Readers may or may not know of my vested interest in the “cosmic kitchenware” celebrated in this issue but after many childhood years hopelessly persevering but never advancing with dreary piano teachers or in ruthless pursuit of a half-decent (or rather less agonising) sound on a violin I was wooed by a peripatetic music teacher (yes, they change lives) to join the school orchestra playing the tabor or military drum in a performance of Bizet’s “Farandole”. The power instilled in me from anchoring and driving the rhythm of the entire rag-tag band (well someone had to do it) was immense.

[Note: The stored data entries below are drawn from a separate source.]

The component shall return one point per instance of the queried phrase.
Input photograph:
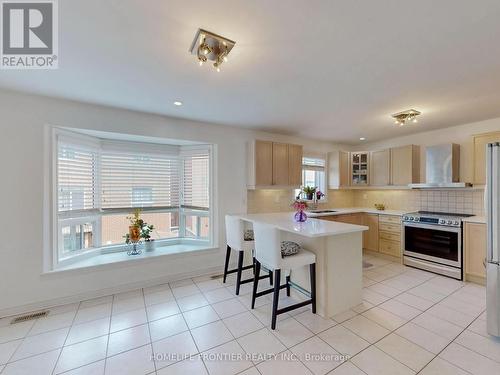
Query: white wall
(461, 135)
(22, 284)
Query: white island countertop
(311, 228)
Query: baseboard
(42, 305)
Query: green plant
(137, 222)
(309, 189)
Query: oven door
(435, 243)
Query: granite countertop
(353, 210)
(311, 228)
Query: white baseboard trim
(42, 305)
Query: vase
(300, 216)
(149, 245)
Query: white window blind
(138, 179)
(76, 177)
(196, 181)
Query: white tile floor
(409, 322)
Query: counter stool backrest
(267, 245)
(235, 230)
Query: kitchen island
(339, 264)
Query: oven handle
(435, 227)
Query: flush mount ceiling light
(208, 46)
(404, 117)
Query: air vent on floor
(32, 316)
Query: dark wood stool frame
(287, 285)
(239, 269)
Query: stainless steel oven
(433, 242)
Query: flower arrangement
(309, 191)
(299, 206)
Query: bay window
(100, 182)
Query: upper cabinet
(272, 164)
(380, 167)
(405, 165)
(338, 169)
(359, 168)
(480, 141)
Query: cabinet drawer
(394, 228)
(389, 236)
(390, 247)
(391, 219)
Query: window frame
(59, 219)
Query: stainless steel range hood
(442, 168)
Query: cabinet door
(294, 165)
(280, 164)
(405, 165)
(263, 163)
(370, 237)
(475, 249)
(344, 178)
(380, 164)
(480, 142)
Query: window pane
(115, 227)
(77, 237)
(197, 226)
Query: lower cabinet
(389, 240)
(475, 252)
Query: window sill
(113, 258)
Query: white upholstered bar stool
(268, 254)
(235, 237)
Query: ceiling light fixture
(209, 46)
(410, 115)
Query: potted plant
(299, 206)
(135, 227)
(149, 243)
(309, 191)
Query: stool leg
(276, 296)
(226, 264)
(255, 282)
(312, 274)
(238, 273)
(288, 286)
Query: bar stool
(268, 254)
(235, 241)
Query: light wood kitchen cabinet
(338, 169)
(273, 164)
(389, 231)
(359, 164)
(370, 237)
(295, 165)
(380, 167)
(280, 164)
(475, 252)
(405, 165)
(263, 167)
(480, 141)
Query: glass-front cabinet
(359, 168)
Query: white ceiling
(330, 69)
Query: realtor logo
(29, 34)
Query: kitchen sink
(322, 211)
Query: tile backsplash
(458, 201)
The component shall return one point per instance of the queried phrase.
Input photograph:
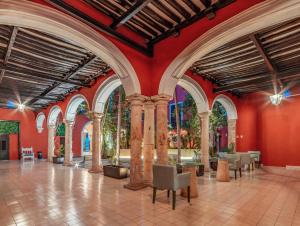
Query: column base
(68, 164)
(206, 169)
(135, 187)
(98, 170)
(148, 183)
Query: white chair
(27, 153)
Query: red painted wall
(165, 51)
(80, 122)
(29, 135)
(13, 147)
(278, 130)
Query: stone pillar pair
(231, 125)
(137, 179)
(204, 124)
(68, 142)
(51, 144)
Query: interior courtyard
(149, 112)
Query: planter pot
(200, 170)
(214, 165)
(58, 160)
(40, 155)
(118, 172)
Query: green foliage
(192, 124)
(110, 124)
(61, 130)
(9, 127)
(197, 156)
(82, 109)
(218, 118)
(61, 151)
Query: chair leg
(174, 199)
(154, 195)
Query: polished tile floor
(47, 194)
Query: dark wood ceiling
(267, 59)
(38, 69)
(152, 20)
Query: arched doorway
(54, 116)
(77, 108)
(87, 139)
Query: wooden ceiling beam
(8, 51)
(148, 51)
(29, 74)
(131, 12)
(254, 82)
(192, 5)
(179, 9)
(69, 75)
(189, 21)
(267, 61)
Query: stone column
(161, 103)
(136, 176)
(97, 144)
(68, 142)
(148, 149)
(51, 144)
(204, 117)
(231, 125)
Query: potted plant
(115, 170)
(213, 161)
(197, 159)
(59, 159)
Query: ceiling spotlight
(276, 99)
(21, 107)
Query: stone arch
(196, 92)
(267, 13)
(36, 16)
(53, 115)
(228, 104)
(40, 118)
(82, 136)
(73, 105)
(103, 92)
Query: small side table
(223, 171)
(191, 167)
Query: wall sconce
(21, 107)
(276, 99)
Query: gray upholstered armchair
(235, 165)
(165, 177)
(247, 160)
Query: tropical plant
(61, 151)
(9, 127)
(110, 124)
(61, 130)
(197, 156)
(192, 124)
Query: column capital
(203, 115)
(231, 120)
(51, 126)
(161, 99)
(69, 122)
(96, 115)
(149, 104)
(136, 99)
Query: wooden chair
(165, 177)
(27, 153)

I took lessons. I began with the side-drum – or more importantly the side-drum “roll” – the basis of everything and a process wherein the analysis of how it is achieved has little bearing on finally being able to do it. I sought out hopelessly ambitious amateur orchestras, playing Mahler 5 with something called the Hammersmith Philharmonic where my most enduring memory was of the conductor turning to the elderly leader of the second violins in the scherzo and shouting “Don’t panic, Elsie!”
Posher gigs beckoned: the Ernest Read Orchestra under Bernard Keefe and the wonderful Muir Matheson (he of all those vintage film soundtracks) who would shout “butchers!” at the strings and whose remark to me during the rehearsal for Elgar’s Cockaigne Overture was witheringly on message: “Mr bass drum – I applaud your enthusiasm but we will be needing the instrument for the concert, you know.” So, several dozen Carmina Burana’s later, the terrifying UK premiere of Carlos Chavez’ Toccata for Percussion, the equally terrifying single cymbal crash in Bruckner’s 7th Symphony (praying for a good contact and a big sound – that’s assuming my timing was spot on), the beginnings of my journalistic career collided with the waning of my percussive pursuits and I found myself in front of the young Simon Rattle playing cymbals in Mahler 6 (for the Salomon Orchestra) a week after interviewing him for the first time. His initial confusion gave way to tentative encouragement – “It had better be bloody classy” – and after some issues with the cowbells (not me, I hasten to add) suggesting, in Rattle’s words, “a bovine orgy”, we collectively almost brought St John’s, Smith Square, down into its crypt.
I miss the skin bashing and the metal beating – and I openly idolise those who push percussion’s infinite possibilities to the stars and back with such passion, creativity and virtuosity.